I'm looking for a fairly cheap server to purchase and colocate in a canadian datacenter. It'll be running virtual machines ("Virtual Private Servers"), I need to run:

2x Mac OSx 

4x Windows (XP, 7, 8, SERVER)

8x Linux (Centos, opensuse, ubuntu, etc)

I am ideally looking for less then $3000 cost, any suggestions?


----------



## shovenose (Jun 6, 2013)

E5-2630/64GB/4x1TB Hardware Raid10+BBU.


I don't have that for sale but off the top of my head if you run like ESXi on it that would be plenty for your needs!


----------



## acd (Jun 6, 2013)

Something to note, running OSX on anything but Apple hardware is against the EULA. It's also a pain in the butt to install and subsequently keep updated.


----------



## serverian (Jun 6, 2013)

I'm selling this for $3000

Intel E5 1650 CPU ($578)

Supermicro X9SRI-F Motherboard ($287)

Dynatron E5 CPU Cooler ($31)

Supermicro 213LT-600LPB Chassis ($370)

8 x 16GB DDR3 RAM ($120x8)

LSI 9266-4i Raid Controller with BBU ($460)

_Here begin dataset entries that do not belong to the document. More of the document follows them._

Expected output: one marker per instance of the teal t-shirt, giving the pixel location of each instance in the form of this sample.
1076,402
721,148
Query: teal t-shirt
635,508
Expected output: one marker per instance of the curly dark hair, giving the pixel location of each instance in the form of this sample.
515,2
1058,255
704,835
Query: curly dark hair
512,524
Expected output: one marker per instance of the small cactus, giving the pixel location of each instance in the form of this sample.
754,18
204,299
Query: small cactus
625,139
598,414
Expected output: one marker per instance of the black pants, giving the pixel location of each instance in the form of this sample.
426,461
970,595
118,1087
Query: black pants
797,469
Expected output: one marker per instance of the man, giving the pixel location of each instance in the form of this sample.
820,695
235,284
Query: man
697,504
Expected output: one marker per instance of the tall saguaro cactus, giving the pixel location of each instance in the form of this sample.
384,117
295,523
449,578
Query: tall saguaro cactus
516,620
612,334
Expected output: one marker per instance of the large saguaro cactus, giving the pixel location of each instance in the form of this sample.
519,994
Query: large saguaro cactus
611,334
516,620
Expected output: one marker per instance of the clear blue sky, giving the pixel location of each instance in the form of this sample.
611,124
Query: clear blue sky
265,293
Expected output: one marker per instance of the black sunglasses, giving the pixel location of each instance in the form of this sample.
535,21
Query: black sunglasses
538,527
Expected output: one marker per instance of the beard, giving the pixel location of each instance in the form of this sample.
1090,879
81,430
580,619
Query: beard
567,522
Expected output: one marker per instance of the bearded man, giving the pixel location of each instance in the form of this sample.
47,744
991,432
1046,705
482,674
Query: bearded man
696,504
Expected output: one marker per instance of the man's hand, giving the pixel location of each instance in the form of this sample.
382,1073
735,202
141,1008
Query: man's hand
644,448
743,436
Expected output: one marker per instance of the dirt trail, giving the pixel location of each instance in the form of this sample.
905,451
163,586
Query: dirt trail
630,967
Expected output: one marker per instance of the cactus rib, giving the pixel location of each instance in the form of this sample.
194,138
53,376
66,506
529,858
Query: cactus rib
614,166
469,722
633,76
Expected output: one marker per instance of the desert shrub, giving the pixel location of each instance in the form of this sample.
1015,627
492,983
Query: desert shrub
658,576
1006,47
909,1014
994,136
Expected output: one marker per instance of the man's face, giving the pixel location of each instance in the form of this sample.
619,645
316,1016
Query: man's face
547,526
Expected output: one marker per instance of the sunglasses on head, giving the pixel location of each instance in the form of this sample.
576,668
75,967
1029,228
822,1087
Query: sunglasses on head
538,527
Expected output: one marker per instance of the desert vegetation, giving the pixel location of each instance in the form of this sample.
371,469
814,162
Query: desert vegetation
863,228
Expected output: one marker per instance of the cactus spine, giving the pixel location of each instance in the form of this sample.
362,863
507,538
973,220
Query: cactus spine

4 x Samsung 512GB 840 PRO SSD ($470x4)


----------



## mikho (Jun 6, 2013)

acd said:


> Something to note, running OSX on anything but Apple hardware is against the EULA. It's also a pain in the butt to install and subsequently keep updated.


As said, if you want to keep it within the EULA then your options are limited.


----------



## netnub (Jun 6, 2013)

serverian said:


> I'm selling this for $3000
> 
> Intel E5 1650 CPU ($578)
> 
> ...


I'll give ya $2k for it if you'll accept?


----------



## serverian (Jun 6, 2013)

netnub said:


> I'll give ya $2k for it if you'll accept?


Why that much? $1 is more than enough for me.


----------